Las bancadas opositoras siguen reacias a incluir en la propuesta la eliminación de un punto aprobada en la Cámara de Diputados para que la dirección del nuevo cuerpo quede en manos del ejército y la marina hasta tanto este se amplíe y consolida, lo que duraría unos tres años.
Por eso se trata de un artículo transitorio que se eliminaría cuando la Guardia Nacional esté completada con unos 50 mil elementos de nueva incorporación, principalmente de jóvenes reclutas que cursarían estudios al respecto.
La oposición plantea que dar poder de mando a las fuerzas armadas sería militarizar el país, y por eso su firmeza en rechazar la propuesta del gobierno a través del partido Morena que pedía una sesión extraordinaria antes del 1 de febrero que comienza el período normal.
Los adversarios de la propuesta se niegan a iniciar sesiones extra bajo el argumento de que el tema es controversial y requiere de un tiempo prudencial para meditarlo.

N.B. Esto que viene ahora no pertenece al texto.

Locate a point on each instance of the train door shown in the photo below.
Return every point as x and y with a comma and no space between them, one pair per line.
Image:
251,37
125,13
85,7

En la Cámara de Diputados se aprobó un híbrido, es decir, una dirección civil militar de la Guardia Nacional que no satisfizo al presidente Andrés Manuel López Obrador, quien consideró que construirla así era como extender lo que existe hoy en el país, una ineficiente policía federal que no ha resuelto el problema de la violencia en México, y mucho menos la corrupción.
El debate subterráneo es intenso y se escuchan rumores de que si en el Senado llega a triunfar la tesis oficialista de reincluir el artículo borrado por los diputados sobre la dirección del nuevo cuerpo desde el ejército y la marina, regresarán la discusión al hemiciclo de San Lázaro para volverse a oponer.
Al margen de todo ello, la Comisión de Puntos Constitucionales del Senado aprobó citar a comparecer a los secretarios de Defensa, de Marina y de Seguridad y Protección Ciudadana para discutir con ellos el tema de la Guardia Nacional haya o no sesiones extraordinarias.
El presidente de esa comisión, Eduardo Ramírez Aguilar, afirmó ante los senadores integrantes de la comisión que Morena incluso ‘tampoco comparte el dictamen de la Cámara de Diputados, y que ellos tienen reservas en al menos tres artículos de la minuta que verán los senadores, así como los transitorios presentados por el gobierno, y en los próximos días se podrá construir un proyecto con los diversos grupos parlamentarios’.